Tokay=my biggest fear in Bali. Causes lots of laughter/jokes amongst our team. Lives somewhere in our room. Holy Crap. Check it out: http://en.wikipedia.org/wiki/Tokay_gecko
The past few days we have gone into several schools, youth programs, and churches. Performing dramas, giving testimonies, and preaching are now in full swing. I gave a testimony at a youth program the other night...I think it went well. Our time here has been good and busy but I can't help but feel like there is more. When I walk out of the gates of our base and walk the short distance to the internet cafe, I am reminded that I may be the only opportunity these people get to hear the gospel. My heart longs for people to know this great God of mine. To know the freedom we have in Him. To know how loved they are. To know who created them. I am desperate to be used by Him and walk completely in His Spirit. It has been hard though. No matter how much sleep I get I am so tired. The heat literally drains every once of energy out of me. But, I do not want to miss any opportunities. We are here for such a short time so I must press into Him harder. I cannot have one foot in the present and one foot in the future. They must both be here, running to Him with everything in me. It is so hard not to think about what my life will look like come August. Or how great it will be to be reunited with friends and my amazing community. I am praying that my mind will be completely clear and completely focused on Bali. I am on a journey. I am learning what it looks like to love, look, and live like Jesus. I am constantly thinking/asking Him what I should do. Constantly trying to hear His voice.

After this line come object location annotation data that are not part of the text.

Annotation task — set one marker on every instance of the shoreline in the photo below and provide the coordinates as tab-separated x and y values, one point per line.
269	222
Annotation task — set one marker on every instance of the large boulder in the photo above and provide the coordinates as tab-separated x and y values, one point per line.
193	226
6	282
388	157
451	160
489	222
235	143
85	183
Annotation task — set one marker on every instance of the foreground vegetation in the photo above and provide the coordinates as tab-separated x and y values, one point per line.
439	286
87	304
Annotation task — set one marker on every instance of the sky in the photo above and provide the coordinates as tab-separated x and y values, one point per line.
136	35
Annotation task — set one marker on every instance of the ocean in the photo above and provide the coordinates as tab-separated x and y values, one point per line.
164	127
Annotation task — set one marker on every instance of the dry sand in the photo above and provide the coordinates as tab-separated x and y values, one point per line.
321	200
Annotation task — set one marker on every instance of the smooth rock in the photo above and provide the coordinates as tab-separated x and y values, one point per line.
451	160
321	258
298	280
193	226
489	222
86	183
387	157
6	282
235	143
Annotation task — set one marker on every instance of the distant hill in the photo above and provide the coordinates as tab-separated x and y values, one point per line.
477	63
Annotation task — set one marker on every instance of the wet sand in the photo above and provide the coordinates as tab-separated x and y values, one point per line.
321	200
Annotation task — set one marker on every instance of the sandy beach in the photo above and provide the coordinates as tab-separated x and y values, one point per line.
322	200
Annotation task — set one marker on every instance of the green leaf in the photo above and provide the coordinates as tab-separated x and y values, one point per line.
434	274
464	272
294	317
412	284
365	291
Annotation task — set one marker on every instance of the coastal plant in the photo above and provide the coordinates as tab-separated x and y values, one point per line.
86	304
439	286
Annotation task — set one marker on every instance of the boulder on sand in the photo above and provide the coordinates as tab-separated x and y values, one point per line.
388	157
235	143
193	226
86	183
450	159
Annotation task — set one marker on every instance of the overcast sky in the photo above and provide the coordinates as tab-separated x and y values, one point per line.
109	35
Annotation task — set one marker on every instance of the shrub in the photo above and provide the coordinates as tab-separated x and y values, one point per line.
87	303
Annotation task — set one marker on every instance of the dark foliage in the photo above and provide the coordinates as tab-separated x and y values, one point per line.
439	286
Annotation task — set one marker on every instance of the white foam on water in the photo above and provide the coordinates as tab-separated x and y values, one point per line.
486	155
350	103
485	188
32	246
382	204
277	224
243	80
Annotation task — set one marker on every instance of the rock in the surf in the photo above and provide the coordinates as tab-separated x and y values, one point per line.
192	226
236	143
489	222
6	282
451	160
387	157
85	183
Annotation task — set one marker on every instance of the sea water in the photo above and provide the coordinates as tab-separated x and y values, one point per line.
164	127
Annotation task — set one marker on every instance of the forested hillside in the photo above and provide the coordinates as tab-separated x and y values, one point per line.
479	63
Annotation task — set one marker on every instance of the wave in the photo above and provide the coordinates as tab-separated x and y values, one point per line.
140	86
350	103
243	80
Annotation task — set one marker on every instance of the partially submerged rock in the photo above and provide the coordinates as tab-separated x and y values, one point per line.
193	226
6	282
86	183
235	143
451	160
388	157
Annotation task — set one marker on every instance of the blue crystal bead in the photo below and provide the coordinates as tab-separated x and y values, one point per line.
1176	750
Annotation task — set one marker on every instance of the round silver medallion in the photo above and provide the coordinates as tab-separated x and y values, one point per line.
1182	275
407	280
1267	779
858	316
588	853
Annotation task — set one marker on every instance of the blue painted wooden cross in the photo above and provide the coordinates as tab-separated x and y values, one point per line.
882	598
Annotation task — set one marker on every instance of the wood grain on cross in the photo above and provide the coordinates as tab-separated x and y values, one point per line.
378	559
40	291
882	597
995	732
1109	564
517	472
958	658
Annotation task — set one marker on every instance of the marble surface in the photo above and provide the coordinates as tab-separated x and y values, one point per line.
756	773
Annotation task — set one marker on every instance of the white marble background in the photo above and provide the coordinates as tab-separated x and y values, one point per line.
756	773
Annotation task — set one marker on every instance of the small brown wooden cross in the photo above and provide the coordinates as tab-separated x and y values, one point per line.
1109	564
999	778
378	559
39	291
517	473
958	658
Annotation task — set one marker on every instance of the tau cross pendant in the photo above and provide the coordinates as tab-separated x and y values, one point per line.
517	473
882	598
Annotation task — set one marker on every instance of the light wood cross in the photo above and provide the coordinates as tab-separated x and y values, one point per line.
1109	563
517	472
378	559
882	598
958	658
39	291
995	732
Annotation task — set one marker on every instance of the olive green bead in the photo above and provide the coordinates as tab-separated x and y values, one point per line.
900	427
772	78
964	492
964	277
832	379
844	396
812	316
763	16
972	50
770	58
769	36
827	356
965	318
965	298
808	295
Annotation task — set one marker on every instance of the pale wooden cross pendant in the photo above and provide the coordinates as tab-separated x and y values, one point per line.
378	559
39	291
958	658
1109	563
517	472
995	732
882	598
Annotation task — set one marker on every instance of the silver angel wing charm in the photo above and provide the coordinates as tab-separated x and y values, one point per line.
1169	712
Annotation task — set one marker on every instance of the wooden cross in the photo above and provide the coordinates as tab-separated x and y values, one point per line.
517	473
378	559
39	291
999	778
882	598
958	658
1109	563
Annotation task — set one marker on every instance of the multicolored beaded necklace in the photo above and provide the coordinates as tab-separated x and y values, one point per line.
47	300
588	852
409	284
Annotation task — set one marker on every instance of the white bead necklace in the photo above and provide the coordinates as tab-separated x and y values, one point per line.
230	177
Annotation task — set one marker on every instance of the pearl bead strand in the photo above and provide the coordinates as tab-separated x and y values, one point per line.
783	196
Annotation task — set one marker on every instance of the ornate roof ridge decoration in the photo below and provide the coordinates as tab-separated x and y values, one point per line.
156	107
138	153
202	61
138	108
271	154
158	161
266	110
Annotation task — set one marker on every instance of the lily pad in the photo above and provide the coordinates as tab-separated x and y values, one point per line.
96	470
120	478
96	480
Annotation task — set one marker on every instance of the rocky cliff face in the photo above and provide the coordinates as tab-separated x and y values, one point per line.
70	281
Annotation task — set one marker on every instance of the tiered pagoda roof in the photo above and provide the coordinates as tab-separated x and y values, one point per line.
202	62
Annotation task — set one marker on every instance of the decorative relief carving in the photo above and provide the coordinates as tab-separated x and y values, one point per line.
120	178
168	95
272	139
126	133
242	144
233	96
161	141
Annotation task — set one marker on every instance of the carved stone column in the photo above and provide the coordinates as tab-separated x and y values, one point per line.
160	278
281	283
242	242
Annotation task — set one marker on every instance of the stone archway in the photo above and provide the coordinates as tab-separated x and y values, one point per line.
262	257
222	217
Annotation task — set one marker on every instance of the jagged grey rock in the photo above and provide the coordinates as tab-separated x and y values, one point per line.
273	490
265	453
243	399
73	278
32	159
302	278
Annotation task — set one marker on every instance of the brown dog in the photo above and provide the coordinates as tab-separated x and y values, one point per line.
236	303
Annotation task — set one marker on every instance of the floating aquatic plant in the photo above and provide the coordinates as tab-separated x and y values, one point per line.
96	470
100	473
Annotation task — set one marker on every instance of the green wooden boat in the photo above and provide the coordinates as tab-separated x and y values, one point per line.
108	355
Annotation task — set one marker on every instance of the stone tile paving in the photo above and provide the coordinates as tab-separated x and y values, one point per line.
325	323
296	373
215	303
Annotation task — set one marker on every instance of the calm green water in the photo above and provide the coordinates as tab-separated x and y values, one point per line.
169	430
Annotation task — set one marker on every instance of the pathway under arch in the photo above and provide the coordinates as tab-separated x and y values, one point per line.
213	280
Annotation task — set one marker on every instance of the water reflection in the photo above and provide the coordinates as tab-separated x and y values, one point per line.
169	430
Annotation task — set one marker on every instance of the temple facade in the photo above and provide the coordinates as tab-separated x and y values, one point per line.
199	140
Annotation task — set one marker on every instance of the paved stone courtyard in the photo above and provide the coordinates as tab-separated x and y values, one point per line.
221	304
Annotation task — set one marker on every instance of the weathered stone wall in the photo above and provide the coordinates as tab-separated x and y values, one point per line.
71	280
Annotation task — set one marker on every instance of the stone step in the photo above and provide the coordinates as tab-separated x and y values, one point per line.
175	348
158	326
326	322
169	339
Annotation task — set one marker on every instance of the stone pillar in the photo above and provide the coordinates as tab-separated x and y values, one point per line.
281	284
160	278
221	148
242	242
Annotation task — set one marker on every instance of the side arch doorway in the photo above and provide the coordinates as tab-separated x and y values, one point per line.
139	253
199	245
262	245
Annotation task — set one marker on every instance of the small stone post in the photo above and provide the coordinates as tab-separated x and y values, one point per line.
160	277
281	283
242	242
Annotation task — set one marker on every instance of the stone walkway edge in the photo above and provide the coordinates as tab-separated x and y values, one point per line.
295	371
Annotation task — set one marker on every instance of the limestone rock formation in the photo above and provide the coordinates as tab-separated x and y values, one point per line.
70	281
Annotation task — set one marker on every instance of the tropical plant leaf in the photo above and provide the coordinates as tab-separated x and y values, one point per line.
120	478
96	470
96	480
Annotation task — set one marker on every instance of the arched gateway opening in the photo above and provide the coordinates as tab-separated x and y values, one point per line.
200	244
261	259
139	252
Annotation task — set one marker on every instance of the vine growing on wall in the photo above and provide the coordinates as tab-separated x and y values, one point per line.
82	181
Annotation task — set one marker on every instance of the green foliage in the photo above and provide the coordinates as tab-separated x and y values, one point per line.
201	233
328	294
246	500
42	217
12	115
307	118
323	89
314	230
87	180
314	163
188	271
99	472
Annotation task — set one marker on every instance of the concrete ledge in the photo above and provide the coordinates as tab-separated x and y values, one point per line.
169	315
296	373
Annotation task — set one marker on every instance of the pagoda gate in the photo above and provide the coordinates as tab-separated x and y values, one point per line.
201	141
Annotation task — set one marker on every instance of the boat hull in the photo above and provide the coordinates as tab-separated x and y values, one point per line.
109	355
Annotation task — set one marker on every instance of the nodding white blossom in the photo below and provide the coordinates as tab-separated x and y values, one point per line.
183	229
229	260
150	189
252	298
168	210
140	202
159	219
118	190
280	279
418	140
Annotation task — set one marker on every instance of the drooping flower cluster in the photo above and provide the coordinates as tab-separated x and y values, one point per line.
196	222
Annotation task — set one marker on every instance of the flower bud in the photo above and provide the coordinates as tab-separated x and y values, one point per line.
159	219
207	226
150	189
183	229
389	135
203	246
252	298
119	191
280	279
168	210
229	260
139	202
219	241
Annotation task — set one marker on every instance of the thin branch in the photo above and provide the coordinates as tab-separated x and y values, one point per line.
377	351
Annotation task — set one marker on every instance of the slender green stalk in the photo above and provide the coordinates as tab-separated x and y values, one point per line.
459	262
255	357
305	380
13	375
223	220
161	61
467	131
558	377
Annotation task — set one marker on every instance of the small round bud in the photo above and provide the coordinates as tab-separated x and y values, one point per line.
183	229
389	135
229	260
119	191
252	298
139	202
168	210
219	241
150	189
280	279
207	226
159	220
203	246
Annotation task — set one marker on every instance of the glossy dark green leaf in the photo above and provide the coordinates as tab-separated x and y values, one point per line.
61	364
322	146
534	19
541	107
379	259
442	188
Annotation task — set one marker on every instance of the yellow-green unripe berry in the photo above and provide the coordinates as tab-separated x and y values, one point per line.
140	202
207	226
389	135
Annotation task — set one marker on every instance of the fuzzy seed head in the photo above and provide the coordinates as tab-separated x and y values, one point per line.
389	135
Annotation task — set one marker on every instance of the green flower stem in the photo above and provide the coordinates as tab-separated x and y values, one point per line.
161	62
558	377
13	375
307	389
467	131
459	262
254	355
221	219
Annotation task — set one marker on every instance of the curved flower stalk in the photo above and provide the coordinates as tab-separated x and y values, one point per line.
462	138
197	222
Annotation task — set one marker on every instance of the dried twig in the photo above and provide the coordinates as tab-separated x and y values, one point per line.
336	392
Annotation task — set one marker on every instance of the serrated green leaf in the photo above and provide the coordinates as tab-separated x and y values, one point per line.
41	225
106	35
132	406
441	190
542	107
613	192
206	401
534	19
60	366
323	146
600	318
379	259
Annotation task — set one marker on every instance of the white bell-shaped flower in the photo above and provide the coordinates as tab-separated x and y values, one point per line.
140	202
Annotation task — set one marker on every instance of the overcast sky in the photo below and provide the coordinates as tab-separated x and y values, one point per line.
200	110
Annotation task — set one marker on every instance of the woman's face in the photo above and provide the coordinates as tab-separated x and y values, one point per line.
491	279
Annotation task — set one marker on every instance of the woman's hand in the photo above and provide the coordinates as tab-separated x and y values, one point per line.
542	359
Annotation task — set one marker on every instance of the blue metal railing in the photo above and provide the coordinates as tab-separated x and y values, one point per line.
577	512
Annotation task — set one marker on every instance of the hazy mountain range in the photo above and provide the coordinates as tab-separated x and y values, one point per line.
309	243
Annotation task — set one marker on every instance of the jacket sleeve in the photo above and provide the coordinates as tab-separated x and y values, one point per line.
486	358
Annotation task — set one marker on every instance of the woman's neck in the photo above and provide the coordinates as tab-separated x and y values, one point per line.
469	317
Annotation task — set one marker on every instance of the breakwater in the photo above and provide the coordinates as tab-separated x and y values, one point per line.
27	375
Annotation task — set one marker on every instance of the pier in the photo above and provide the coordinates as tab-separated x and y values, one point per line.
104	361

The team has been really good. Lots of laughing. Not much frustration (which will come when you are constantly with 8 people for 3 months). This is community. We are all so different but are in Bali for one purpose. We desire to see His glory and His fame spread throughout the world.
The food is amazing. I look forward to every meal, which is very different compared to Africa.
Africa has been on my mind a lot lately. I love being here. Like seriously love it. BUT, I miss Uganda. I miss the African culture, the children, the praise, and the simple hope and joy on that continent.
The team is going through the book of Acts together. Great book. Read it. Chapter 4=amazing. Courage. Boldness. Awesomeness. ("For we CANNOT help speaking about what we have seen and heard" 4:20).
Tomorrow we have the day off. We're heading to the beach. Cannot tell you how excited I am about this. Kites are everywhere here. Can't wait to fly one tomorrow.
Just put up a link for pictures.
Ok, that's all for now.
I'm sweating...
"ok. i'm sweating."
ReplyDeletehaha.
so good to hear what you're up to. the beach? i'm jealous.
love reading through your thought-process.
keep loving people.
miss you!
this post made me laugh so hard bc i could literally hear your voice saying all of this. cant wait to hear you say tokaayyyy when you get back. in my mind right now it kind of sounds like your nell voice. loving you more and more!